Pilot study of ‘Our Energy’, an app designed to facilitate self-consumption of community solar photovoltaic systems
Author(s) -
Danielle Griego,
Natasha Catunda,
Gerhard Schmitt
Publication year - 2019
Publication title -
journal of physics. conference series
Language(s) - English
Resource type - Journals
SCImago Journal Rank - 0.21
H-Index - 85
eISSN - 1742-6596
pISSN - 1742-6588
DOI - 10.1088/1742-6596/1343/1/012153
Subject(s) - photovoltaic system , software deployment , electricity , consumption (sociology) , environmental economics , energy consumption , computer science , business , engineering , electrical engineering , economics , social science , sociology , operating system
Distributed energy from photovoltaic (PV) systems are an important part of the 2000-Watt-Society and Swiss Energy Strategy 2050 targets. However, as more PV is added to the grid, it becomes more important to intelligently use on-site electricity generation. There is also a recent focus on communities as they have better load aggregation potential from multiple tenants to increase overall self-consumption. Additional potentials exists when introducing PV systems in communities from social comparisons or competitions. The first critical step is to have an effective communication platform with real-time electricity production and consumption to show resource availability and usage at the individual and community level.
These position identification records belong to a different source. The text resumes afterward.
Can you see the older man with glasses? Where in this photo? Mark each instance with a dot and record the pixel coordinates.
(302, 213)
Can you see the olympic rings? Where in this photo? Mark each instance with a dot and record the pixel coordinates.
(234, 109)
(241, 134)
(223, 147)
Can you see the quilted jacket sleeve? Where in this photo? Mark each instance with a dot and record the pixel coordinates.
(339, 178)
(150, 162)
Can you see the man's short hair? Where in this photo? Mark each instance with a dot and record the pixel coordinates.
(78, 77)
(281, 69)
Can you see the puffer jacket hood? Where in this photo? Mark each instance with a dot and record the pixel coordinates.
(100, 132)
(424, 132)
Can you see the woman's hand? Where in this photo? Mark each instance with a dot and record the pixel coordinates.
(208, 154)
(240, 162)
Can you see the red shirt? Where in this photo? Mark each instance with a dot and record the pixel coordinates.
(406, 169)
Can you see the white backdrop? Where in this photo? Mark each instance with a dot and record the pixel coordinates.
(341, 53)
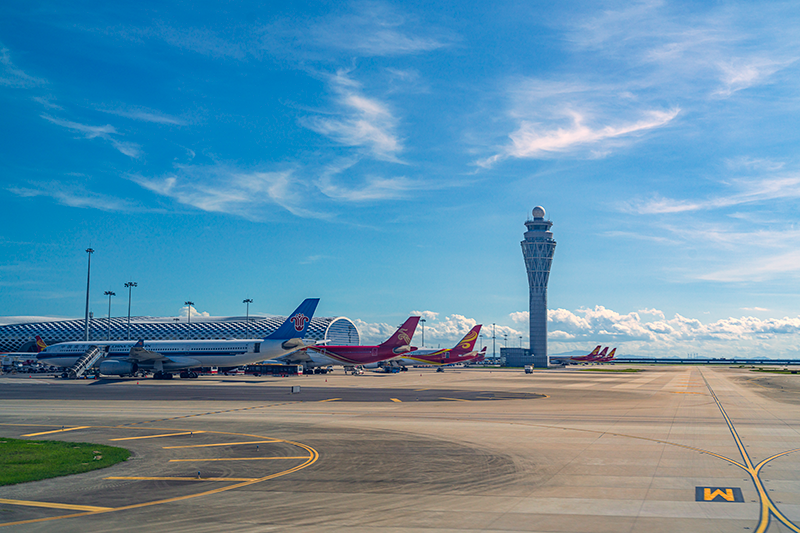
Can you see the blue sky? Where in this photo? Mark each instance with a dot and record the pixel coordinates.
(384, 157)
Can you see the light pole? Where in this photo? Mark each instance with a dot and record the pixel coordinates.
(88, 276)
(247, 301)
(108, 322)
(130, 285)
(493, 337)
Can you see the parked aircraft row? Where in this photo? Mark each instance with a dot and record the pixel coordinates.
(285, 345)
(596, 356)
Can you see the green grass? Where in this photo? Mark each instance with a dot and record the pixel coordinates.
(32, 460)
(611, 370)
(775, 370)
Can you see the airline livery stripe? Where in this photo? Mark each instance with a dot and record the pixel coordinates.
(142, 478)
(237, 459)
(219, 444)
(54, 431)
(53, 505)
(157, 436)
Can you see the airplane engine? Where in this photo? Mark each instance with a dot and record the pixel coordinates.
(118, 368)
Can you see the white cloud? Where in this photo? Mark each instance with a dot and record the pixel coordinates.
(363, 122)
(658, 336)
(427, 315)
(373, 188)
(533, 140)
(75, 196)
(107, 133)
(749, 191)
(184, 312)
(145, 115)
(225, 189)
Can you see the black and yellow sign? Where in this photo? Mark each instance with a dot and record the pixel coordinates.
(718, 494)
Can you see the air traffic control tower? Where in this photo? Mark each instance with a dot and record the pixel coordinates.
(538, 249)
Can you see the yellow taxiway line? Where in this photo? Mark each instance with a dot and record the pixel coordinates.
(237, 459)
(143, 478)
(157, 436)
(219, 444)
(54, 431)
(53, 505)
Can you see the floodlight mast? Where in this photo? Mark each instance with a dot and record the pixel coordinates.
(108, 321)
(130, 285)
(538, 249)
(88, 277)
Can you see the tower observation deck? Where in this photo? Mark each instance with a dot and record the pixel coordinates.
(538, 249)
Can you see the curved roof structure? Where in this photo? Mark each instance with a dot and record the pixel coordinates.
(21, 337)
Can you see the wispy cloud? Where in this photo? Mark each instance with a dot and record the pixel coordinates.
(715, 51)
(11, 76)
(643, 335)
(750, 191)
(145, 115)
(537, 141)
(76, 196)
(226, 189)
(758, 269)
(108, 133)
(362, 122)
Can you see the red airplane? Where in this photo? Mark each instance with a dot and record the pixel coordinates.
(460, 353)
(589, 358)
(607, 358)
(322, 356)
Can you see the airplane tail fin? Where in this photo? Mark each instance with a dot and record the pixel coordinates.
(467, 344)
(403, 335)
(296, 325)
(40, 345)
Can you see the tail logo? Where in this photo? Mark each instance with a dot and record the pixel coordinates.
(466, 343)
(403, 336)
(299, 320)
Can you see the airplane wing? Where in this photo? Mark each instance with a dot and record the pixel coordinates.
(139, 353)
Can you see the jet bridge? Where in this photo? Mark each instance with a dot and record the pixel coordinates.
(86, 361)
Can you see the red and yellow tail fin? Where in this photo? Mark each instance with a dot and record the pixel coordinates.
(40, 345)
(467, 344)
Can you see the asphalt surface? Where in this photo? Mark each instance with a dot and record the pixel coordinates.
(572, 451)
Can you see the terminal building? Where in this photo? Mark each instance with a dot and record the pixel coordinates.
(20, 337)
(538, 248)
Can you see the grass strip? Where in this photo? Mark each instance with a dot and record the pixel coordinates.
(32, 460)
(611, 370)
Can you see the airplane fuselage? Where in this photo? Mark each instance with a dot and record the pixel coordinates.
(184, 354)
(348, 355)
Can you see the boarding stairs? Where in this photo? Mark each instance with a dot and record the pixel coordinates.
(87, 361)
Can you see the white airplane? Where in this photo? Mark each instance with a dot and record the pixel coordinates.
(128, 357)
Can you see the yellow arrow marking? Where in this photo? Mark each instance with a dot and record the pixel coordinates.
(54, 431)
(157, 436)
(53, 505)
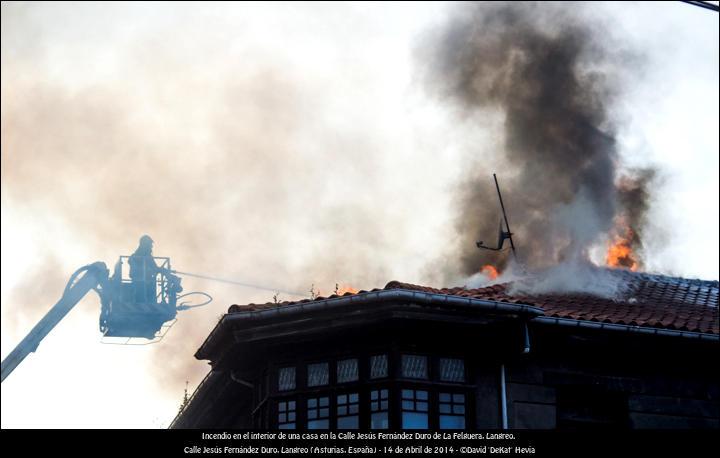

We have therefore developed ‘Our Energy’, a custom mobile application (app) to ‘experience’ what it would be like to have direct access to electricity from solar PV in a community setting. It is designed to facilitate demand side response for users to compare their household energy consumption and associated self-consumption from. This study uses a community based social marketing approach to support the app design, development, evaluation and deployment for a specific user group from a small Swiss city. This paper includes the results from a pilot study where the beta version of the app was tested during two weeks in March 2019 with 32 participants. The feedback helped improve the demand side response strategy along with the real-time statistics for participants to monitor self-consumption and electricity savings potential from Solar PV.